Вот вам, на семилетнем промежутке, два торжественные спектакля — и какая разница в результатах!.. И какая ирония! — добавил бы я, если вспомнить, что Чехов решительно не любил своего «Иванова» и называл его «Болвано- вым» и «психопатической пьесой» и искренно удивлялся, когда она увеличивала его доходы... Лично мне он как-то высказался об «Иванове», что это одна из тех пьес, «которая никогда не всосется в репертуар и будет даваться в провинции лишь в экстренных случаях, когда у антрепренера иссякнет запас новинок». «Чайку» же Чехов любил затаенной ревнивой любовью кровного художника.
И в самом деле, какое же может быть сравнение? Один «язык» в «Чайке» чего стоит!..
В «Иванове» много лишних слов, заметны следы выму- ченноста и грубоватости, малодушные уступки в пользу театральной условности... В «Чайке», напротив, — настоящий, типичный Чехов: скупой на слова, презрительно враждебный к дешевым эффектам, стиль всюду тонкий, изящный, душевно проникновенный, напоминающий местами «стихотворение в прозе»... Характеристики второстепенных лиц, вроде Сорина, например, поражают своей живописной сжатостью: два-три штриха, и перед вами живой портрет, точно сейчас выскочивший из рамы.
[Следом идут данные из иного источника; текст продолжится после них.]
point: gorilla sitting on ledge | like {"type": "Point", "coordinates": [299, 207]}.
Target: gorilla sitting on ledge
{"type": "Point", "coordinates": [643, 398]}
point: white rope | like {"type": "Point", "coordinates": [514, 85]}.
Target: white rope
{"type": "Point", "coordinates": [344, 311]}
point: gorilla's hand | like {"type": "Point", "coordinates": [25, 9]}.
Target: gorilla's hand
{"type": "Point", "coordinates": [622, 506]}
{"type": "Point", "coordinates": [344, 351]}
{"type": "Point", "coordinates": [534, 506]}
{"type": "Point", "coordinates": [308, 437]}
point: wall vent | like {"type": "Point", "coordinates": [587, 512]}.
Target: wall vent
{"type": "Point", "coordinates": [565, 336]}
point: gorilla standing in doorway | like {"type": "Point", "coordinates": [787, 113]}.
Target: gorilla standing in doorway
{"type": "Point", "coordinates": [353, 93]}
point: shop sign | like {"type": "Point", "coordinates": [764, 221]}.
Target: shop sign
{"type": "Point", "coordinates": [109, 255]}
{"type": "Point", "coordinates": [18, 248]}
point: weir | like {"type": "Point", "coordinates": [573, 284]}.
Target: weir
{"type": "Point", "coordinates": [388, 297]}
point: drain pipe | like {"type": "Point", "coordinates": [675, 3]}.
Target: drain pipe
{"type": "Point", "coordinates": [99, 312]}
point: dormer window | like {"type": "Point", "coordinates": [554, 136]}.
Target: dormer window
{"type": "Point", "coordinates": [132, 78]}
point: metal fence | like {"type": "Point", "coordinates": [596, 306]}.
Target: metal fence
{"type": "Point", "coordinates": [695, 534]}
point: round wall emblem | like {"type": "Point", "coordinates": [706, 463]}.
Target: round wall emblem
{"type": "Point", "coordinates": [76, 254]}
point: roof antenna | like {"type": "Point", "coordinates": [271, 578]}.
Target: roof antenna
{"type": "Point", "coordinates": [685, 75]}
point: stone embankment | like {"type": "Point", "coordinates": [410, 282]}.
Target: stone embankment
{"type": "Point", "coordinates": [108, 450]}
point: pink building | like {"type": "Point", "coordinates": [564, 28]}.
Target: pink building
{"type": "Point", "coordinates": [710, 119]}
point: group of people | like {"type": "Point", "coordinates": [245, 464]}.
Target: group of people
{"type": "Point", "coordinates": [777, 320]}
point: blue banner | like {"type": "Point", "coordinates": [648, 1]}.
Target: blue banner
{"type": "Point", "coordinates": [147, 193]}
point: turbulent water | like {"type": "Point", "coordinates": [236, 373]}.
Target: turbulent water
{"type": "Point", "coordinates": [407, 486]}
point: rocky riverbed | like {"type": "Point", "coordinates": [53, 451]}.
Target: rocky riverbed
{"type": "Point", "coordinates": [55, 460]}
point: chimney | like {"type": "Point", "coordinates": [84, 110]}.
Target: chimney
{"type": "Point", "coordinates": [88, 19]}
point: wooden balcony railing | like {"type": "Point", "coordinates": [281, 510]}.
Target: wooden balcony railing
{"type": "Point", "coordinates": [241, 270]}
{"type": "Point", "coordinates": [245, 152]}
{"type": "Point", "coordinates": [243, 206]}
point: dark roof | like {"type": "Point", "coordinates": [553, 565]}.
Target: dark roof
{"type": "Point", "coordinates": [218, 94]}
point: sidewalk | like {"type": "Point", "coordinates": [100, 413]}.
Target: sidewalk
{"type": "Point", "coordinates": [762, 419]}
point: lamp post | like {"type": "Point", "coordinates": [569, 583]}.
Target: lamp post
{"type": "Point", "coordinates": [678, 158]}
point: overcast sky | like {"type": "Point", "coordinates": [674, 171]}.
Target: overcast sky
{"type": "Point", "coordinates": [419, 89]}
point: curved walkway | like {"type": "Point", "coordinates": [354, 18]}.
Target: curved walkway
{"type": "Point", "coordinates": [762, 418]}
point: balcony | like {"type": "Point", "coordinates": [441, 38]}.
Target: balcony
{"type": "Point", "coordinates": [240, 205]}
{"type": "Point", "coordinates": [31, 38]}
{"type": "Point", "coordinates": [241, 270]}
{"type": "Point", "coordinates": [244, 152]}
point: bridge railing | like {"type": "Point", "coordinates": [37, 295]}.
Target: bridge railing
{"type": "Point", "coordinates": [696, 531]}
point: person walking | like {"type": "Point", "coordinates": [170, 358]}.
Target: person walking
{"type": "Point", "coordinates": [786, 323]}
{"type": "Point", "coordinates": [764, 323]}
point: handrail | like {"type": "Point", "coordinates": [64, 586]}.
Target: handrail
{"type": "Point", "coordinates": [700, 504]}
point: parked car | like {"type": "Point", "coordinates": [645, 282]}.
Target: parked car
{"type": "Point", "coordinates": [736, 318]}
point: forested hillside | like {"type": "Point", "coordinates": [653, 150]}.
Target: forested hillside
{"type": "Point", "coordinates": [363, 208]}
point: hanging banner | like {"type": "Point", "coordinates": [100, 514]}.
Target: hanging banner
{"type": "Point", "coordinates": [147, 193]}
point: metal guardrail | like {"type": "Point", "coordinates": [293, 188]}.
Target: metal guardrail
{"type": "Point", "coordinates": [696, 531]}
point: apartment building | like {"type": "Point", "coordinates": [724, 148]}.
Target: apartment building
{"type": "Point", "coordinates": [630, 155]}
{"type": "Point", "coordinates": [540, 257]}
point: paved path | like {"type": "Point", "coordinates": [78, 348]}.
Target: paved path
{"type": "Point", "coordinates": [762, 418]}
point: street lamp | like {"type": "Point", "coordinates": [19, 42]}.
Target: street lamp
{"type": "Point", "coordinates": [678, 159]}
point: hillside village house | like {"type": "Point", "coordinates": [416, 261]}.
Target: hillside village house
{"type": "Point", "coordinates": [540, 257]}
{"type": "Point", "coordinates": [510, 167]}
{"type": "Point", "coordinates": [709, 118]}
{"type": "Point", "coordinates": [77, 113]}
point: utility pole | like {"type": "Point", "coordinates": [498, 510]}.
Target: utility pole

Но меланхолическая, как вечерняя заря, «соната Шуберта» была разыграна в тоне штраусовского «Персидского марша». После этого чего же удивляться, если в результате получилась невообразимая какофония?
Бедный Чехов, «бедный неразгаданный пионер»! Недаром он бежал из театра без оглядки, смертельно уязвленный в самое сердце...
Да, на первом представлении «Чайка» пала — но посмотрите, какая вдруг странность! — в своем падении она непредвиденно увлекла и повалила все театральные манекены и очистила путь новому, свежему веянию... Как- никак, а уже после «Чайки» на сцене стала немыслима прежняя ложь и мишура, и даже театральные закройщики в алчной погоне за успехом стали усиленно приспособляться к чеховской манере.
Я не без умысла так распространился о первом представлении «Чайки», ибо отныне этот день в истории театра является заметным символическим рубежом.
Когда года четыре тому назад я впервые попал в московский театр Станиславского и увидел на хмурой темно-серой занавеси ее единственное украшение — символ чеховской «Чайки», — я был растроган до слез... Осмеянная, неразгаданная новая идея, очевидно, свершила обычный мистический круг и нашла своего ревнивого служителя и поэта.
Повторяю, Чехов не любил театра, и его связь со сценой была не столько органической, сколько экономической; но раз театр его полюбил и обогатил («Иванов» и «Медведь»), Чехов не мог остаться равнодушным к его судьбам и из драматурга-импровизатора превратился в драматурга-новатора, вдумчивого искателя новых форм и настроений...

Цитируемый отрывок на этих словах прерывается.